Sensation immédiate : la matière colle et diffuse le sucre directement dans le sang. Laurent Perbos, exposé ici, a semé d'embûches son espace, pour conter mythes et poésies dans tout ce qu'ils ont de palpable et de préhensible.
Le détournement des fonctions premières des objets est une obsession chez ce jeune plasticien. Pas très loin des Dragibus qui floutent les frontières entre art et déco, se dressent dans la galerie de la BF15 des parpaings argentés, formant un totem contemporain transpercé de flèches. "C'est l'image de Saint-Sébastien que j'ai voulu évoquer ici", assure Laurent Perbos, le fameux martyr tué de flèches pour sa foi en le Christ ayant fait l'objet de maintes représentations classiques dont, entre mille, un tableau évanescent de Pérugin exposé au Louvre. Saint Sébastien suggéré en simples moellons, en matériaux bruts constructeurs, Laurent Perbos le propose avec une certaine malice.
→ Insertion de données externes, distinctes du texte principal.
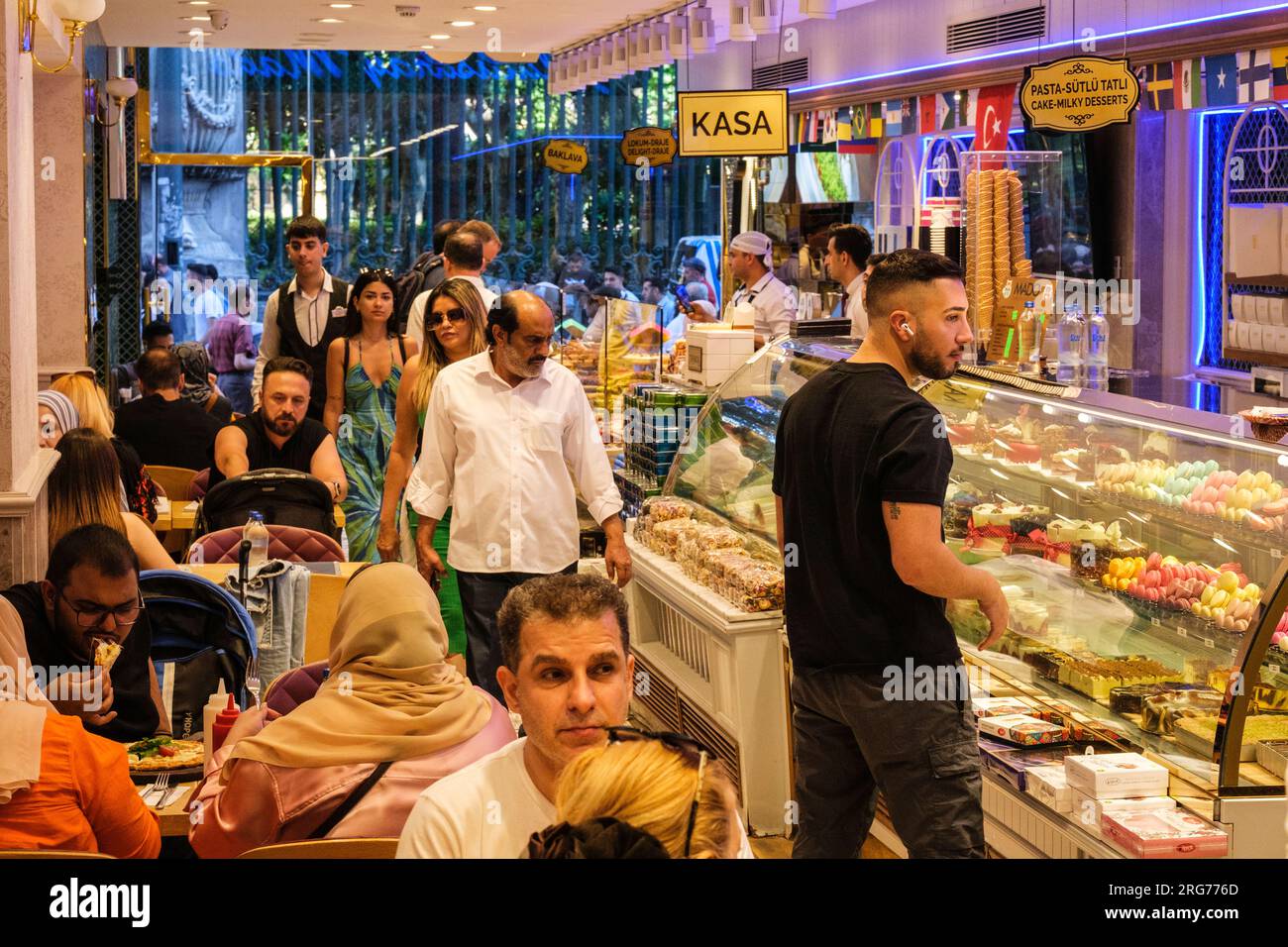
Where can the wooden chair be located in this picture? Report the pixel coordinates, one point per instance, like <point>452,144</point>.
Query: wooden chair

Devant cette pièce sans doute la plus belle de l'exposition, traînent aussi quelques souches d'arbres, construites entre l'animal et le végétal avec des tuyaux d'arrosage agglomérés. Lesquelles mènent à l'œuvre monumentale de L'Arbre qui pleure : il aura lui aussi nécessité des kilomètres de tuyaux achetés dans les Casto du coin, montés en cerisier, et des branches duquel coule en goutte à goutte une eau claire. "J'avais envie de mettre en scène une image poétique, celle d'un arbre qui pleure", explique Laurent Perbos, pour qui, en effet, la poésie peut très bien n'être qu'une affaire de jardinerie et de colle forte.
Forest tears. Jusqu'au 30 mai à la BF15, 11 quai Saint Vincent, Lyon 1er.